India's foreign policy on Nepal has been a dismal failure in the last four years. India's national security interests in Nepal were subordinated to the requirements of meeting the political preferences of the Congress Government's main coalition partner and the political expediency of their continued support to keep the Congress Government in power.

In any other democracy the Government could have been swept out of power for such a strategic blunder but India's main Opposition Party other than making pro-forma political noises has not highlighted to the Indian public how a callous approach of the Government has endangered India's national security.

The Nepalese Maoists have all along been making anti-Indian noises despite the fact that the Maoist Chief and his top lieutenants instead of fighting with the Maoists cadres in Nepal were staying in comfort in India as guests of the Indian Government. After winning the elections in Nepal the first thing that their leader Prachanda has called for is the abrogation of the Indo-Nepal Treaty of 1950.

One thing that needs to be made clear is that Nepalese Maoists may have come into political power through the ballot box but hovering over the elections were the guns and threats of the Nepalese Maoists. Prachanda had made it clear that if the ballot boxes did not proclaim their victory then the Maoists would capture political power in Nepal with use of their guns once again.
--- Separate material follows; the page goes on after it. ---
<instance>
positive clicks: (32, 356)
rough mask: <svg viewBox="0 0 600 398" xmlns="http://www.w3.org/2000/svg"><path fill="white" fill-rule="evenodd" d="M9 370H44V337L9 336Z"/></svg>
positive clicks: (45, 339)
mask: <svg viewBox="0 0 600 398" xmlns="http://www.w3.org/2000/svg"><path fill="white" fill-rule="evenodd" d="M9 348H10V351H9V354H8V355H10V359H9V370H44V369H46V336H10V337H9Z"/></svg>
India's national security interests get seriously endangered with the Maoists coming into power in Kathmandu and the major implications can be listed as under:

  • India loses a strategic buffer state with China which is 'India's Threat Number One'
  • China's military weight in a way would now directly rest on Uttar Pradesh and Bihar which would now emerge as military sensitive border states.
  • With Maoist Government in Nepal the borders of these two Indian States would now need to be manned by the Indian Army
  • The Maoists are reported somewhere to have asserted that the China-Lhasa railway line should be now extended up to Kathmandu and the next step from the Chinese side would be to extend it up to the Indian border
  • Nepal would now emerge as the most enlarged and significant Chinese base for intensified Chinese intelligence activities against India
  • The Maoists and Naxalite insurgencies in India's states contiguous to Nepal and Indian states in close proximity to Nepal would intensify by direct arms supplies by Nepalese Maoist Government.

These are the major adverse national security implications for India and many more can be listed. For the Indian Army one more significant strategic threat has been allowed to emerge by the strategic follies of its own Government and for which enough time was available to checkmate the Maoists threat. Even a late knee-jerk reaction by the Indian Government would have been welcome once the strategic folly was becoming apparent.

It is no use now blaming India's intelligence agencies or the foreign office because in any case the Nepal policy and especially the crucial decision of facilitating the entry of Nepalese Maoists into Nepal's 'political space' would have been taken at the highest levels of the Indian Government.

In any case it is not the hallmark of Indian bureaucrats to stand up to their political masters even when they can see the dangers to India's national security. They tend to 'situate' their advice to the political preferences of the thinking of their masters.

It is ironic that one Congress Prime Minister gifted Tibet to China and another one has by political default to appease his Communist coalition partners allowed Nepal as, the remaining India's buffer state with China to slip into the Chinese strategic orbit.